Przede wszystkim boją się wspomnianego już ogromu zmian, które czekają ich wraz z ożenkiem. Zakładanie rodziny i dzielenie się życiem małżeńskim to ogromna odpowiedzialność, której zwyczajnie się obawiają. Wielu mężczyzn chce również uniknąć ślubu, ponieważ boją się, że bycie małżeństwo pogorszy ich stosunki z partnerką, a sam związek przestanie być tak satysfakcjonujący, jak dotychczas. Dla nich wstąpienie w związek małżeński to seks w pozycji klasycznej, codzienny widok ich kobiety bez makijażu, nieogolonej i w wyciągniętym dresie oraz ciągłe awantury. Innym zmartwieniem mężczyzn jest... utrata wolności. Faceci lubią mieć poczucie przestrzeni, swobody i wolności. Nawet gdy są zaangażowani w związek i nie widzą świata poza swoją ukochaną kobietą, lubią raz na jakiś czas spotkać się z kumplami przy piwie i poopowiadać sobie sprośne dowcipy. Nieważne, czy mają 20, 30 czy 40 lat. To ich prywatne terytorium, do którego kobieta nie ma dostępu. I właśnie tego faceci boją się najbardziej - że ta przestrzeń, ukochana wolność, zostanie im brutalnie odebrana wraz z zawarciem związku małżeńskiego. A dla nich oznaczają one jedno: życiowy dramat.
Czy można przekonać mężczyznę do ślubu?
Teoretycznie każdego partnera można zmusić do małżeństwa, pytanie tylko czy warto? Jeśli partner jest przekonany, że nie potrzebuje ślubu i zwyczajnie nie chce się pobierać, ma prawo mieć ku temu swoje własne powody. Może też nie czuć się jeszcze dojrzały do małżeństwa lub zakładania rodziny. Mężczyzn nie można winić za to, że nie chcą się pobierać - można ich jedynie nakłaniać, mówiąc o swoich marzeniach. Ważne jest, aby nie wywierać presji u partnera i nie zmuszać go do ślubu pod groźbą odejścia.

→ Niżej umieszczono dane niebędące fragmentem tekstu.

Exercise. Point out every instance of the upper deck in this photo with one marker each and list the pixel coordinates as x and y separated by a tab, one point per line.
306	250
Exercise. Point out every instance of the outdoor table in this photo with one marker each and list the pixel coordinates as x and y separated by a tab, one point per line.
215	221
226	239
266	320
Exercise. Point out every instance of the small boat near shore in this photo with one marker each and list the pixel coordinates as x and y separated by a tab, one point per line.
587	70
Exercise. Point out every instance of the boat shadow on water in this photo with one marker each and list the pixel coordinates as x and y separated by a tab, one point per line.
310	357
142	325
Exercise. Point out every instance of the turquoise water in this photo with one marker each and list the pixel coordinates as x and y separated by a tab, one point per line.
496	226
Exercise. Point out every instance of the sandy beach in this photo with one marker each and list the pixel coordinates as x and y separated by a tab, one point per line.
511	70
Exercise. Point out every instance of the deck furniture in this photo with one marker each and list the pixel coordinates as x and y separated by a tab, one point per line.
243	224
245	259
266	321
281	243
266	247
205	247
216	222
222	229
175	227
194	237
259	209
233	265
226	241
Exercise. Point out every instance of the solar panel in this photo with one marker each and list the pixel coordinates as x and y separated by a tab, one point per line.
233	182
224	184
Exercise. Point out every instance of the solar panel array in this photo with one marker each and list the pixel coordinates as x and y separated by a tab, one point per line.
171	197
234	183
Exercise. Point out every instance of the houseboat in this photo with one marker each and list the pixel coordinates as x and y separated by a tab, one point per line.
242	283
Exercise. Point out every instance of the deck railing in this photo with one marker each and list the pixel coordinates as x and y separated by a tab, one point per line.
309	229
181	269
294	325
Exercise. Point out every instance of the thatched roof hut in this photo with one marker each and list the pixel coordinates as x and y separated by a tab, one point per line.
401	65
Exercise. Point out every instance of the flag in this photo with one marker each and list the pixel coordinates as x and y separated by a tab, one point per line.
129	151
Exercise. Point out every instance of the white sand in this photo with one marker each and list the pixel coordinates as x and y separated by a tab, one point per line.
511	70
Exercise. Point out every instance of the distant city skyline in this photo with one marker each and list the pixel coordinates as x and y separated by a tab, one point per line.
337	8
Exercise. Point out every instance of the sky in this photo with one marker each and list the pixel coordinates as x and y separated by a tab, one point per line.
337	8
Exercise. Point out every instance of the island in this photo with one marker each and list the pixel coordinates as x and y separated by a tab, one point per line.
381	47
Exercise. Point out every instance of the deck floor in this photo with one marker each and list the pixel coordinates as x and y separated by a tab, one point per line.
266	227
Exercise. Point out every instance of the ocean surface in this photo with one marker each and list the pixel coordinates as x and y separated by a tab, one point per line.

Takie działanie zwykle przynosi odwrotny skutek i jeszcze mocniej go zniechęca. Decyzja o ślubie powinna być wspólna i dojrzała - to gwarancja tego, że będzie ona do końca przemyślana, a związek szczęśliwy.
Drogie Panie, jeżeli chcemy, aby nasz wybranek na kolanach prosił nas o rękę i marzył o dniu ślubu, musimy im w tym pomóc. Jak? To bardzo proste. Jak wiadomo, każda kobieta posiada własne sztuczki, dzięki którym osiągamy to, co chcemy. Wystarczy tylko umiejętnie ich użyć i czekać na efekt.
Lucyna Ramotowska
Walentynki 2013 – 5 pomysłów na prezent!
Walentynki to jedna z kilku okazji w roku kiedy chcemy naszej ukochanej osobie podarować coś wyjątkowego, coś co się jej ...
Czytaj więcej
Miłość na odległość
Związków na odległość ciągle przybywa. Dla jednych jest to chwilowa niedogodność, a dla innych sposób na życie. Partnerów dzielą często setki...
Czytaj więcej
Magiczne Święta – Wasza pierwsza wspólna Wigilia
Do tej pory każde z Was spędzało Wigilię ze swoją rodziną. Jednak po ślubie zaczynają się świąteczne schody... Teściowa nalega na...
Czytaj więcej
Ratunku, będziemy mieli dziecko! Ciąża to nie choroba!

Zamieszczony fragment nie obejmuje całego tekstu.